Sunday, January 13, 2008

December 2007 and Year-End Market Report

(c) 2008, Robert Smith
Analyzing data released by the RealComp multi-list system to its members, it appears that Livingston County finished 2007 with an small upswing.

While homes (single-family houses and condominiums) on the market were down by almost 7% from the same period in 2006 (419 homes vs. 450), total listings on the market, which includes vacant land, multi-family and commercial listings, were dead even (4698 for 2007 vs. 4695 in 2006).

In December, there was a slight rebound in both the average and median sale prices. While these are only good as a larger view, it's encouraging to see increases at the end of the year in these indicators. Comparing 2007 to 2006, the median price showed an overall drop of 8.6% from $215,667 in 2006 to $197,195 in 2007.

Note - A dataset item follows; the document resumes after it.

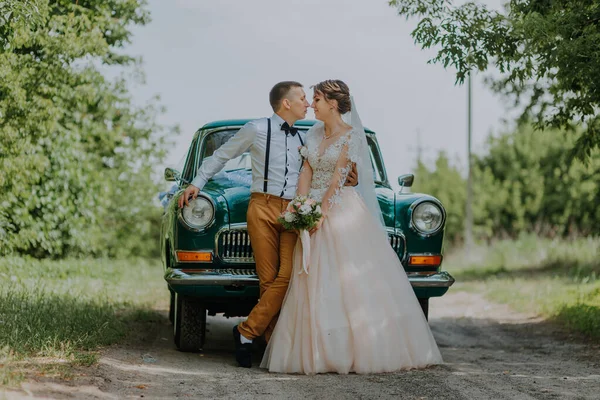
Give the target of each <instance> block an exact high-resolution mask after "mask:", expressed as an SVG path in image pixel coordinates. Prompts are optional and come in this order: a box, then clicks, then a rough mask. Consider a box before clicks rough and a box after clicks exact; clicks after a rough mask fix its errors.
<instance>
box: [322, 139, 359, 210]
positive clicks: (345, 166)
mask: <svg viewBox="0 0 600 400" xmlns="http://www.w3.org/2000/svg"><path fill="white" fill-rule="evenodd" d="M351 149H352V144H351V143H350V141H349V140H348V139H346V140H344V141H343V142H342V144H341V151H340V155H339V158H338V160H337V163H336V165H335V171H334V173H333V175H332V177H331V182H330V183H329V188H328V189H327V192H325V195H324V196H323V201H322V204H321V209H322V211H323V215H327V213H328V212H329V210H330V209H331V207H333V205H334V204H340V202H341V190H342V188H343V187H344V184H345V183H346V178H347V177H348V172H350V170H351V169H352V160H351V158H350V152H351Z"/></svg>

Houses fell from $218,900 median sale price in 2006 to $190,000 in 2007, and condominiums took a much larger hit, going from $155,000 in 2006 to $104,000 in 2007. Vacant land prices also fell dramatically, but on a significantly smaller sales (dollar) volume. This is probably due to the massive decrease in new home construction.

Another postiive indicator was in the monthly residential sales totals. Both November and December 2007 showed increases vs. the same two months in 2006, 145 in Nov 2007 vs. 130 in 2006 and 135 sales in Dec 2007 vs. 125 in 2006. The year finished with a 10.4% drop in total residential sales. The sales volume (total dollar value of all sales) fell 19.1% in this last calendar year.

We saw a lot of value drop in this last year. My personal opinion is that we'll see another 6% loss in value in calendar year 2008 in the County. In addition to more foreclosures coming into the market, tightening credit, increased scrutiny by lenders and more rigid borrower requirements may make home loans difficult to obtain for many potential buyers, even though the overall interest rates remain very good.

If you absolutely, positively have to sell your home now or at any point in 2008 be prepared to take a lot less than your last refinance or mortgage appraisal value. I'm sorry, but there it is. A full-time local Realtor that keeps their eye on market conditions in the various Livingston County home market areas (Cities, Villages, Townships and School Districts) and price ranges will be your best bet to maximize your selling price.

Buyers are poised to find some value in this market providing that they can meet the tougher new lender requirements to obtain financing. It's still possible to get 100% financing through FHA loans, but almost all other loan types are going to require some money out of your pocket. As home values continue to fall, this buyer's market will persist through 2008.